Órgão do governo federal, Dnocs se especializou em asfalto de má qualidade

Órgão do governo federal, o Dnocs (Departamento Nacional de Obras Contra as Secas) tem entregue sistematicamente obras de pavimentação de má qualidade, conforme atestou uma fiscalização do TCU (Tribunal de Contas da União).

Na prática, o órgão, que existe há mais de um século para combater os efeitos da estiagem, hoje dedica quase metade de seu orçamento a distribuir asfalto com recurso de emendas parlamentares.

A transição teve início quando Fernando Marcondes Leão foi indicado por expoentes do centrão, como Arthur Lira (PP-AL) e Ciro Nogueira (PP-PI), para chefiar o Dnocs. Sua nomeação ocorreu em junho de 2020, como parte de uma aproximação desse grupo político com o governo Jair Bolsonaro.

No orçamento de 2020, uma inovação legislativa criou também as emendas de relator, conhecidas como orçamento secreto, dando poder inédito à cúpula do Congresso sobre a verba federal. Parte dessas emendas foi parar no Dnocs.

Agora, obras da autarquia estão sendo investigadas na Operação Overclean, da PF (Polícia Federal), deflagrada no final do ano passado, por suspeita de fraude a licitações e corrupção de agentes públicos.

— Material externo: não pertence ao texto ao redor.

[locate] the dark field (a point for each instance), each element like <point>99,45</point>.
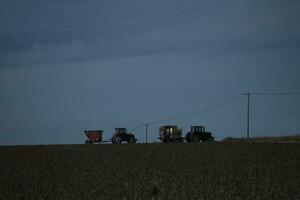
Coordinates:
<point>152,171</point>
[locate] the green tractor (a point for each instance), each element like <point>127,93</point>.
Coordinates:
<point>121,135</point>
<point>198,134</point>
<point>170,134</point>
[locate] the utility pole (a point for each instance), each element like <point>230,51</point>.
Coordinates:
<point>146,126</point>
<point>248,114</point>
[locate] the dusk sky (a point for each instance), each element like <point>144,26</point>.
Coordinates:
<point>67,66</point>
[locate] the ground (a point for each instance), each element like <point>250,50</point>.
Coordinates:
<point>220,170</point>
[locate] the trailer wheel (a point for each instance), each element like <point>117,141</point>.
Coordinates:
<point>131,140</point>
<point>195,138</point>
<point>117,139</point>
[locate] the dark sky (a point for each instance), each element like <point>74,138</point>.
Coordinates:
<point>66,66</point>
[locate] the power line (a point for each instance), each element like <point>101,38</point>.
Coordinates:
<point>276,94</point>
<point>204,109</point>
<point>263,94</point>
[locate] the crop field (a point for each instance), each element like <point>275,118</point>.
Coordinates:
<point>221,170</point>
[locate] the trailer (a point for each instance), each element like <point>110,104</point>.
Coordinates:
<point>93,136</point>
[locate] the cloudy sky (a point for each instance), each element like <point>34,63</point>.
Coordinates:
<point>67,66</point>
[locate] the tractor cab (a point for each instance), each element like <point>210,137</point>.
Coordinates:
<point>170,133</point>
<point>122,135</point>
<point>121,131</point>
<point>197,129</point>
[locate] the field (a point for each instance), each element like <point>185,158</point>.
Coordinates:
<point>229,170</point>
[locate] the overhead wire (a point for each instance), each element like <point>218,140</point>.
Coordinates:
<point>204,109</point>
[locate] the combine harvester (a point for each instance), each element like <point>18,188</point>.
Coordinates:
<point>120,135</point>
<point>171,133</point>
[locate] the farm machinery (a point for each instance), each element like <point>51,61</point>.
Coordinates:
<point>120,135</point>
<point>171,133</point>
<point>198,134</point>
<point>94,136</point>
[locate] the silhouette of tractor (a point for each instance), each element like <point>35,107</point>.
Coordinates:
<point>93,136</point>
<point>198,134</point>
<point>169,134</point>
<point>121,135</point>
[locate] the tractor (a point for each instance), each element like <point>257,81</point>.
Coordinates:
<point>94,136</point>
<point>121,135</point>
<point>198,134</point>
<point>171,133</point>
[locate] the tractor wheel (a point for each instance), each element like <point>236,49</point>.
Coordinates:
<point>131,140</point>
<point>195,138</point>
<point>117,139</point>
<point>188,138</point>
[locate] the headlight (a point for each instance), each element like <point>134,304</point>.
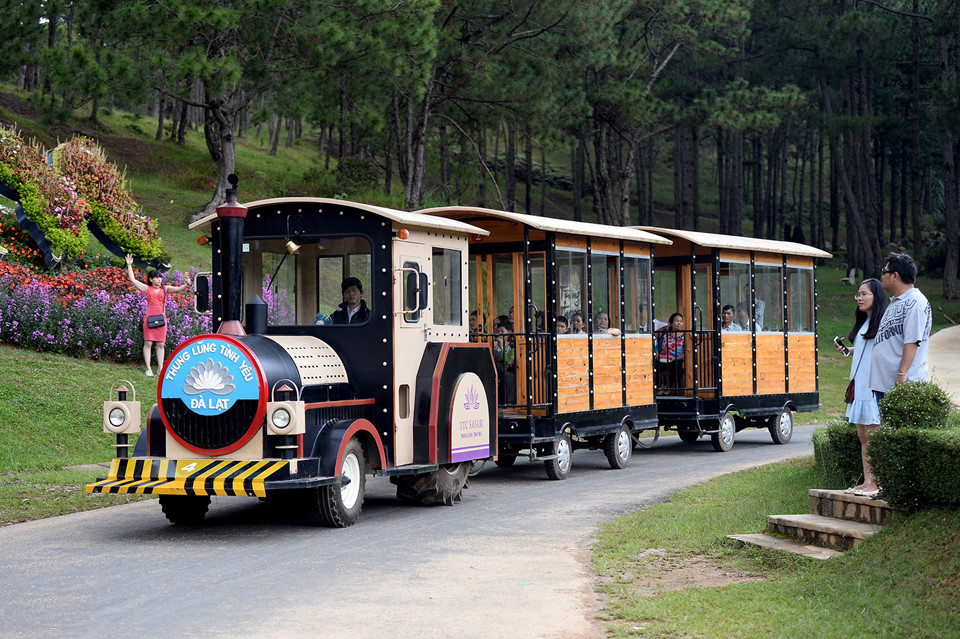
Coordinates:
<point>281,418</point>
<point>117,417</point>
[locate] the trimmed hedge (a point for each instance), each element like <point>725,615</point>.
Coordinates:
<point>915,405</point>
<point>917,467</point>
<point>836,451</point>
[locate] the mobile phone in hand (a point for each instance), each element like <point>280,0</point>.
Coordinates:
<point>839,342</point>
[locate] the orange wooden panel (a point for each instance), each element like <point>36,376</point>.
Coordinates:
<point>632,249</point>
<point>605,244</point>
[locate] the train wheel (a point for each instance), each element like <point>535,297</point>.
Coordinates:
<point>559,467</point>
<point>618,447</point>
<point>723,440</point>
<point>781,427</point>
<point>442,486</point>
<point>185,510</point>
<point>647,437</point>
<point>339,504</point>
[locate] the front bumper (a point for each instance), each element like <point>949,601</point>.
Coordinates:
<point>227,477</point>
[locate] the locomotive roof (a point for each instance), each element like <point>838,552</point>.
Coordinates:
<point>551,224</point>
<point>715,240</point>
<point>406,218</point>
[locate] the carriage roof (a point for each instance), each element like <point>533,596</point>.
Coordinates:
<point>550,224</point>
<point>405,218</point>
<point>716,240</point>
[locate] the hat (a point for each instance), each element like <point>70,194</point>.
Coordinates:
<point>351,281</point>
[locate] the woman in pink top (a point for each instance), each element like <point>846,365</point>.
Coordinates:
<point>156,296</point>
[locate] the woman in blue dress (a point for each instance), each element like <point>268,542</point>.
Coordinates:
<point>863,410</point>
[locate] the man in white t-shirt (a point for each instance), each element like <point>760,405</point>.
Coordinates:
<point>903,337</point>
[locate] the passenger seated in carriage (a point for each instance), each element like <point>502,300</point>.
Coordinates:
<point>670,353</point>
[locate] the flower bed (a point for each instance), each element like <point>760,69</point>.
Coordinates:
<point>112,207</point>
<point>89,313</point>
<point>48,200</point>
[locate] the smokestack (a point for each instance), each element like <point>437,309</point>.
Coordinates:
<point>231,216</point>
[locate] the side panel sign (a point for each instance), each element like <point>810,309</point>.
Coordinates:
<point>469,420</point>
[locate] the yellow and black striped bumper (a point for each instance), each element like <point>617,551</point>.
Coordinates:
<point>189,477</point>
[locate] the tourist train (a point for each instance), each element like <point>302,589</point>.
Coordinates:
<point>481,335</point>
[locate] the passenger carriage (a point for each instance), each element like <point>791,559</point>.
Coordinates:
<point>757,372</point>
<point>561,392</point>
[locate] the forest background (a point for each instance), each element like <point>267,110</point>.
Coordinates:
<point>832,122</point>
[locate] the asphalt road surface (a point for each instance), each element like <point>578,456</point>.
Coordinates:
<point>511,560</point>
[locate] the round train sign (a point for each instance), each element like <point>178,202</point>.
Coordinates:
<point>209,376</point>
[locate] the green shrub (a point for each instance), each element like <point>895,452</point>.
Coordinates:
<point>917,468</point>
<point>836,450</point>
<point>915,405</point>
<point>357,174</point>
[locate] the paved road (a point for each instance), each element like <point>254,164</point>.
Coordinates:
<point>511,561</point>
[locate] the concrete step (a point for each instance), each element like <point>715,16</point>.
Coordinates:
<point>829,532</point>
<point>786,545</point>
<point>838,504</point>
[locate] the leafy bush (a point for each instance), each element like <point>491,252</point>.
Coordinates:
<point>917,468</point>
<point>915,405</point>
<point>86,314</point>
<point>836,450</point>
<point>113,208</point>
<point>49,200</point>
<point>357,174</point>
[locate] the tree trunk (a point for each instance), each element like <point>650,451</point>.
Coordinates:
<point>510,169</point>
<point>951,199</point>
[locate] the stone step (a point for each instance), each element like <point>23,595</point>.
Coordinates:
<point>787,545</point>
<point>829,532</point>
<point>838,504</point>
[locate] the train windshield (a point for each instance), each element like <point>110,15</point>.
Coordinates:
<point>321,281</point>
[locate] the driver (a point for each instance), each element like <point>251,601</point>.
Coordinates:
<point>354,309</point>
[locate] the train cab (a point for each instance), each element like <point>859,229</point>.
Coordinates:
<point>565,307</point>
<point>736,343</point>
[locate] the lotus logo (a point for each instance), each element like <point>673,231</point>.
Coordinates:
<point>210,377</point>
<point>473,399</point>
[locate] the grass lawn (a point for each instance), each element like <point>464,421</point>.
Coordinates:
<point>903,582</point>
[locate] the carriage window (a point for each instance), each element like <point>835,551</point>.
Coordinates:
<point>571,282</point>
<point>447,288</point>
<point>605,288</point>
<point>636,289</point>
<point>735,296</point>
<point>800,300</point>
<point>769,298</point>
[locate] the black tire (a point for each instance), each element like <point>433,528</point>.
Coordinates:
<point>185,510</point>
<point>647,437</point>
<point>559,467</point>
<point>723,440</point>
<point>781,427</point>
<point>618,447</point>
<point>442,486</point>
<point>339,504</point>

Assentamento de meio-fio sem a execução de sarjetas em Cristópolis (BA), segundo fiscalização do TCU
Assentamento de meio-fio sem a execução de sarjetas em Cristópolis (BA), segundo fiscalização do TCU Imagem: Reprodução

Até 2020, segundo a fiscalização do TCU, o Dnocs nunca havia — pelo menos nas últimas décadas, de que se tem registro — executado obras de pavimentação, já que seu objetivo é combater a seca.

O órgão existe desde 1909 e já construiu centenas de açudes e poços artesianos. Também é usado para entregar caixas d'água e fazer obras de saneamento.

De 2021 a 2023, ainda segundo o TCU, o Dnocs fez 12 pregões para pavimentar rodovias, totalizando R$ 1,2 bilhão, parte substancial do orçamento de R$ 3,4 bilhões que manejou no mesmo período.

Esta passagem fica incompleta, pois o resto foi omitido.